# Analysis Seminar

#### How similar are quantum and classical turbulence? Some answers from the velocity circulation

**Speaker:**
Giorgio Krstulovic, Université Côte d'Azur, Observatoire de la Côte d'Azur

**Location:**
Warren Weaver Hall 1302

**Date:**
Thursday, May 25, 2023, 11 a.m.

**Synopsis:**

The velocity circulation, the line integral of the velocity field along a closed path, is a fundamental observable in classical and quantum flows. It provides a measure of fluid rotation within a closed path. It is a Lagrangian invariant in inviscid classical fluids described by the incompressible Euler equations. In quantum fluids, which can be described by the defocusing nonlinear Schrodinger equation, circulation is quantized, taking discrete values related to the number and the orientation of thin vortex filaments enclosed by the path. By varying the size of such closed loops, the circulation provides a measure of the dependence of the flow structure at the considered scale. In turbulent flows, by varying the scale of the loops, one might expect the emergence of power laws reflecting the complexity of turbulence.

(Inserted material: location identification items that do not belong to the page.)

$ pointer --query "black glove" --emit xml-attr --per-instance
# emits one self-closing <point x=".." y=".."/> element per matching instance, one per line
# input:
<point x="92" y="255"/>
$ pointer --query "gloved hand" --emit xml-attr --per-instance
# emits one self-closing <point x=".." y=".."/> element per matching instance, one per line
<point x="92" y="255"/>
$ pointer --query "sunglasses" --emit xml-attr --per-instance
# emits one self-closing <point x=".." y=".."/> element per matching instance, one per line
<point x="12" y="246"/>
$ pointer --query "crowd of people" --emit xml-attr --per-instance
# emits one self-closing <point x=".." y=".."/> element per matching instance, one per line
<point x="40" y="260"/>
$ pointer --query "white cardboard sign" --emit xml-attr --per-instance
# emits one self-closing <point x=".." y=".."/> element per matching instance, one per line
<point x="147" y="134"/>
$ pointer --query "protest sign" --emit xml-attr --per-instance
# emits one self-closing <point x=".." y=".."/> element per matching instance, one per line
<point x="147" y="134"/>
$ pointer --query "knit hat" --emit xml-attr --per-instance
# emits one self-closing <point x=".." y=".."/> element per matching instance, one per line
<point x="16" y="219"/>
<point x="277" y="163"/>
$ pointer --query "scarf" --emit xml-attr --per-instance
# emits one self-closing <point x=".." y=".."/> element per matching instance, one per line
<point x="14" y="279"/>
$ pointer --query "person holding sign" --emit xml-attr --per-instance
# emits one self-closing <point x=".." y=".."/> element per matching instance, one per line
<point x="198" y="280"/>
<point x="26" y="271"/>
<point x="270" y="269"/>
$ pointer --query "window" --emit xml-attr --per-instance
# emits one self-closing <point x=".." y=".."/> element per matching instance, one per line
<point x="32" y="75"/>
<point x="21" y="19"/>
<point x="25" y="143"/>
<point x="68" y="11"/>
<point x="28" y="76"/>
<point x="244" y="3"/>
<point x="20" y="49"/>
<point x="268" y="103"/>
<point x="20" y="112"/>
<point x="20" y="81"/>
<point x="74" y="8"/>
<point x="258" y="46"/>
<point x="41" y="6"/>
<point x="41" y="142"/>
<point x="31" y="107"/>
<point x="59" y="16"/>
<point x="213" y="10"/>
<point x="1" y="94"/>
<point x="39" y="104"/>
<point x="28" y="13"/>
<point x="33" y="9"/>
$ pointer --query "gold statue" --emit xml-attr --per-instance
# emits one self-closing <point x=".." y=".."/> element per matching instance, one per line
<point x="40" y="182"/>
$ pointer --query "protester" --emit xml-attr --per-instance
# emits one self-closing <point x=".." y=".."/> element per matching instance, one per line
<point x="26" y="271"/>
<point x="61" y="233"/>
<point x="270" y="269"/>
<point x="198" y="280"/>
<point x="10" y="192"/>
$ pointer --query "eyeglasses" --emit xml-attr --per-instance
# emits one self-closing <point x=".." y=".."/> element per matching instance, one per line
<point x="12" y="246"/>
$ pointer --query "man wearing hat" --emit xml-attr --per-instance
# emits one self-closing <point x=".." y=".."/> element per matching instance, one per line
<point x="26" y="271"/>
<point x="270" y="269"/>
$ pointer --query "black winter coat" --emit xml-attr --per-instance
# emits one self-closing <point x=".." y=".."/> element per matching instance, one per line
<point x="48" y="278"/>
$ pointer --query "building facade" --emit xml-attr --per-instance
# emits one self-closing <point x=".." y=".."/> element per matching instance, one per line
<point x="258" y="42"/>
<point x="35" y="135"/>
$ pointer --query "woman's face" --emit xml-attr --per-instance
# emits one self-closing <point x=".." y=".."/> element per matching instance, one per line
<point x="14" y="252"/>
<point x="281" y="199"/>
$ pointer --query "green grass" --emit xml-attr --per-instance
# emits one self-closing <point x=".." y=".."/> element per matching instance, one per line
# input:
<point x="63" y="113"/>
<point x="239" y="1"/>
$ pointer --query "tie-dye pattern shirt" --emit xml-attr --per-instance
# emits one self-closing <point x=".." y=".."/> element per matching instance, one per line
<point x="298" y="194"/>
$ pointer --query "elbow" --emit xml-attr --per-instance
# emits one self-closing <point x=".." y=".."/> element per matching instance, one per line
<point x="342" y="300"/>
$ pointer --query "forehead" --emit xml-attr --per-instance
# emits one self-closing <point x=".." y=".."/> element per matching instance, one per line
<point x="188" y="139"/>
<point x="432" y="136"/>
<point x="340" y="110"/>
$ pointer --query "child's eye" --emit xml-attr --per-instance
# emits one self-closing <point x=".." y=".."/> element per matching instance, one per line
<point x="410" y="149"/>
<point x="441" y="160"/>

In this talk, I will present some results on the circulation statistics in classical and quantum turbulent fluids, described by the 3D Navier-Stokes and 3D defocusing nonlinear Schrodinger equation (NLS), respectively. We produce high-resolution numerical simulations of these two models and compare the circulation statistics. We show that statistics of velocity circulation in the NLS equation exhibit the same behavior that the one previously observed in classical fluids using the incompressible Navier-Stokes equations [Iyer et al. Phys. Rev. X 9, 041006 (2019).]. This finding includes the emergence of the power-law scalings predicted from Kolmogorov's 1941 theory of turbulence and intermittency deviations for high-order moments. These results strongly reinforce the resemblance between classical and quantum turbulence. It highlights the universality of the inertial range dynamics, including intermittency, across these two a priori very different systems (incompressible Navier-Stokes equations and NLS).